Have you guys tried lacrosse balls at all? Might not work for the chuck-it as they are fairly heavy, but Elroy loves them and they are really cheap and pretty much indestructible. plus they come in a ton of bright colors!


----------



## Emily1970 (Apr 21, 2011)

That's a good idea. Indestructible is what I'm looking for. Probably wouldn't work for chuck it, but would be a great play ball.


----------



## Cavedog (Oct 21, 2010)

The "atlatl" has been around for at least 50,000 years, but it wasn't until someone discovered you can throw a tennis ball with it that anybody made money off the thing. ;D


----------



## Fox_Trot (Mar 15, 2010)

check out chucks it's balls they make... 

http://www.amazon.com/Chuckit-Fetch-Medley-Medium-2-5-inch/dp/B002TLTZD6/ref=sr_1_2?ie=UTF8&qid=1316867161&sr=8-2

ive gotten the three pack variety, the one that whistles is awesome


----------



## AfroViz (Jun 26, 2011)

We swear by the Chuck-It Ultra Ball. It floats, it's bouncy, it's hi-vis orange, and it's pretty much indestructible. Checks all the boxes for us.

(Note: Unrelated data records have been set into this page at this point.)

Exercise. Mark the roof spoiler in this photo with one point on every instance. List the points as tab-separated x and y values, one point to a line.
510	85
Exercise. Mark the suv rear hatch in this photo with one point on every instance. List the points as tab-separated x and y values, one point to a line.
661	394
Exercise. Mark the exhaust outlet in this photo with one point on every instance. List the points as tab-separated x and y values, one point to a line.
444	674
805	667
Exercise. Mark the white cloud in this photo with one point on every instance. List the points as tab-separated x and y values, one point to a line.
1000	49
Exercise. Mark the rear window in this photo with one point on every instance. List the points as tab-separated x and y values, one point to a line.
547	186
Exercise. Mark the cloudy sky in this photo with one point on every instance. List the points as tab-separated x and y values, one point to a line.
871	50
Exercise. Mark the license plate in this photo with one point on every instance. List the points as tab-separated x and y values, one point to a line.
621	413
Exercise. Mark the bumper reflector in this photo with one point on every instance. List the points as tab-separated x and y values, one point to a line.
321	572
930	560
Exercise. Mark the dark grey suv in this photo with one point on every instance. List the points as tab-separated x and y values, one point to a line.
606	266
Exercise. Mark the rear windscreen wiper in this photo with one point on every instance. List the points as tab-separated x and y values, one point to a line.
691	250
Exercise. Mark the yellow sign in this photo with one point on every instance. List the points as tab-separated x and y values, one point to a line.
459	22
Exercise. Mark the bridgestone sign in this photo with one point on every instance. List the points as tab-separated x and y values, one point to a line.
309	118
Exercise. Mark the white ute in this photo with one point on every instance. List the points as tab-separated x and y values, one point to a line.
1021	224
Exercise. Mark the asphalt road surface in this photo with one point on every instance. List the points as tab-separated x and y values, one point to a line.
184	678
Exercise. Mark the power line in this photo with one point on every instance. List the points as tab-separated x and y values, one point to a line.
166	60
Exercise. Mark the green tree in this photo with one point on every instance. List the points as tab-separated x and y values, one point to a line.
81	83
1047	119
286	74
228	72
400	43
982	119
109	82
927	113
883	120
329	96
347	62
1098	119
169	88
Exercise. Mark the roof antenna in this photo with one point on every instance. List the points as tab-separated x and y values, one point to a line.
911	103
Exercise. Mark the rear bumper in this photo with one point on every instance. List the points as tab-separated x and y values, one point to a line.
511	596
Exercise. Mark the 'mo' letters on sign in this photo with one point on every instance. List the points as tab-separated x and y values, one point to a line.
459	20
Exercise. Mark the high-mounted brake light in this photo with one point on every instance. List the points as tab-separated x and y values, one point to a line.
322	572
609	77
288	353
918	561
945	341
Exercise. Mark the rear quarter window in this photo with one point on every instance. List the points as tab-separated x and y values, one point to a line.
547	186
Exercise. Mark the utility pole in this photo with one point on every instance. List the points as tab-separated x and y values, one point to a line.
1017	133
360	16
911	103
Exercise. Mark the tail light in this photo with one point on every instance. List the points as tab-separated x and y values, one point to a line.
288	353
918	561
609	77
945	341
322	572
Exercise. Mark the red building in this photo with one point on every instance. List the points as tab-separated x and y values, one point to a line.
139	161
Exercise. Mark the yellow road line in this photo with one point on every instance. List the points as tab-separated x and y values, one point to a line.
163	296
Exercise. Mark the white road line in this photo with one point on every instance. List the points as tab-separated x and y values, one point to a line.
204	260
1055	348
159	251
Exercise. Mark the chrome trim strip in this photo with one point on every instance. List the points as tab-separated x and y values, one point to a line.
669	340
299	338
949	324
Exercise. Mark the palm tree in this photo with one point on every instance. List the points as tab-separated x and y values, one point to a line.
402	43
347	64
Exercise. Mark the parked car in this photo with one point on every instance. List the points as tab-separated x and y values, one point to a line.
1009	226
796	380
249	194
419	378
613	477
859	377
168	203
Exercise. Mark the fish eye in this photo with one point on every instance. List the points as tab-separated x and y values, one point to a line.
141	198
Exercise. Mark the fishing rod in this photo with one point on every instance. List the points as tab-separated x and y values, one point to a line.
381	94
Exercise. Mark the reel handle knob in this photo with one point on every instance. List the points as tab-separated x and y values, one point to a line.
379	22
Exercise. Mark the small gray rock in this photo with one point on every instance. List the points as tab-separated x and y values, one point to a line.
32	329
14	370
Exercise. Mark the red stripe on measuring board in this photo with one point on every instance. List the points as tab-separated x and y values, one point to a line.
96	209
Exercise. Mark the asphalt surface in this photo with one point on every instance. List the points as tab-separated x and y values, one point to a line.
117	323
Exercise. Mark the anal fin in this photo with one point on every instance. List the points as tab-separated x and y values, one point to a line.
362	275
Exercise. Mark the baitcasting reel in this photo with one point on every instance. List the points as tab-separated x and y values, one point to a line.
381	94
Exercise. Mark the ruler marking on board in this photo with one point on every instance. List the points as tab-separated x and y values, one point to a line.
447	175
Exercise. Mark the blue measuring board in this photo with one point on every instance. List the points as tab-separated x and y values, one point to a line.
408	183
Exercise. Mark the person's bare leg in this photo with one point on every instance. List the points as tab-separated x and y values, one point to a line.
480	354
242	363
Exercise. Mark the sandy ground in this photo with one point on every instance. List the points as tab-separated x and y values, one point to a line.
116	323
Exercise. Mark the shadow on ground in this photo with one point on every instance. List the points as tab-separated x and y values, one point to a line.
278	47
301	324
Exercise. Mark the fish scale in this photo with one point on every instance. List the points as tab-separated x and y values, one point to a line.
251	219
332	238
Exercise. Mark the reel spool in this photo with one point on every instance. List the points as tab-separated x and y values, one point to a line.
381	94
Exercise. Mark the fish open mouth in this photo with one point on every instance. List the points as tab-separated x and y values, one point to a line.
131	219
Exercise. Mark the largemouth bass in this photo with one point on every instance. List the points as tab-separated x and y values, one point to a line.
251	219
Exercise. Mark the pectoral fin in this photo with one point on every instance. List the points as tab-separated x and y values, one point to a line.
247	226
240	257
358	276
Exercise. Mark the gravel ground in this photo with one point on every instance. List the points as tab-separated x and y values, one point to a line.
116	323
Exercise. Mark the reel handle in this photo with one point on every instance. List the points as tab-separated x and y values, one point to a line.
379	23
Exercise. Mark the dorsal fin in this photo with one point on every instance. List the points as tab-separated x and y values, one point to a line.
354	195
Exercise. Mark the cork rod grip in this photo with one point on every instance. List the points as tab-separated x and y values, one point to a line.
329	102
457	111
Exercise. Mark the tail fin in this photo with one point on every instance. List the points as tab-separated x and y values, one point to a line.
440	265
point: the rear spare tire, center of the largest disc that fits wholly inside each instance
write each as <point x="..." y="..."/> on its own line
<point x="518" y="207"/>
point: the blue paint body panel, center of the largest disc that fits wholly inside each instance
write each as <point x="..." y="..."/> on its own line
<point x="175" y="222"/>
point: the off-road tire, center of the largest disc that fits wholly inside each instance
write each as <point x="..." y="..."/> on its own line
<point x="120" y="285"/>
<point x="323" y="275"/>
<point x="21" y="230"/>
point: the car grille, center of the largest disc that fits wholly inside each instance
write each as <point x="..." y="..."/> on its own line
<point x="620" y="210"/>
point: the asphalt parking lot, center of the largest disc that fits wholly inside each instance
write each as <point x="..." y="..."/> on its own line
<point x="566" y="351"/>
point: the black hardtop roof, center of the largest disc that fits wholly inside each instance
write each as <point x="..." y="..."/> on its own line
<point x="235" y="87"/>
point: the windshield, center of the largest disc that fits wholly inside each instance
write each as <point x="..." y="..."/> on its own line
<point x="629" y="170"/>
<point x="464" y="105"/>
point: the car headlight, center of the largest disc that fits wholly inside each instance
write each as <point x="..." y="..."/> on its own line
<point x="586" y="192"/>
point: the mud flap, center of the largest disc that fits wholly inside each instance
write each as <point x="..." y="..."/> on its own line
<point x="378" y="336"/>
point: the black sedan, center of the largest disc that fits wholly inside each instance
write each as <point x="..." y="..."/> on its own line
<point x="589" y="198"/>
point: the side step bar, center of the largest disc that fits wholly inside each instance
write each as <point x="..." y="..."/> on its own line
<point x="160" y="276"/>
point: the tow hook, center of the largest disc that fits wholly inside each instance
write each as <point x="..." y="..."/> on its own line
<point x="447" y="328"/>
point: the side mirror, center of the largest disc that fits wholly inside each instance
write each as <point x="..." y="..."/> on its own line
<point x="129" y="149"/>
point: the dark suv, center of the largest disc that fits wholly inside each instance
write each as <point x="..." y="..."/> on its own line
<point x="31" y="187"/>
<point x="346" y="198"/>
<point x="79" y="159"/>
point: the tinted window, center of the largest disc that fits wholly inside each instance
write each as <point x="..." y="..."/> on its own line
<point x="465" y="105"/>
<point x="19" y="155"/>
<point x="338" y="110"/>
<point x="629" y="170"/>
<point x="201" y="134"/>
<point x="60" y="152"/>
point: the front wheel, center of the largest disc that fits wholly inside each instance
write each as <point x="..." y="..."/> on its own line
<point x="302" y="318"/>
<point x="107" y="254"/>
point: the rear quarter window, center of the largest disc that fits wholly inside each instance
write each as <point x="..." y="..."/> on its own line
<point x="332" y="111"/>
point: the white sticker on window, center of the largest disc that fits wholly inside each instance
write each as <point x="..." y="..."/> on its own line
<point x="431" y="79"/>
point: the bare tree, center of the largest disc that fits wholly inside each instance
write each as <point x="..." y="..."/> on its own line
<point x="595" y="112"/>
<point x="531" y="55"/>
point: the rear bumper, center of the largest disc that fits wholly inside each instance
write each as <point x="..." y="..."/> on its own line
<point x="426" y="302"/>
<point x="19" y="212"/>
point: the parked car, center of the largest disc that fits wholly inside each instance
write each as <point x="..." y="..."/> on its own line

http://i.imgur.com/GqxOo.jpg/img]

[img]http://i55.tinypic.com/ehhp1x.jpg


----------



## raps702 (Dec 19, 2010)

I just purchased two of the chuck it balls yesterday...They work much better then tennis balls.. Great picture by the way AfroViz....Love the ears...


----------



## Aimless1 (Sep 25, 2011)

Looks like a must have item when the puppy gets here.


----------



## chaser (Feb 13, 2011)

also works great with the orange balls made for floor hockey, they're pretty tough, cheap, easy to wipe clean and dry after a good session and easy to see


----------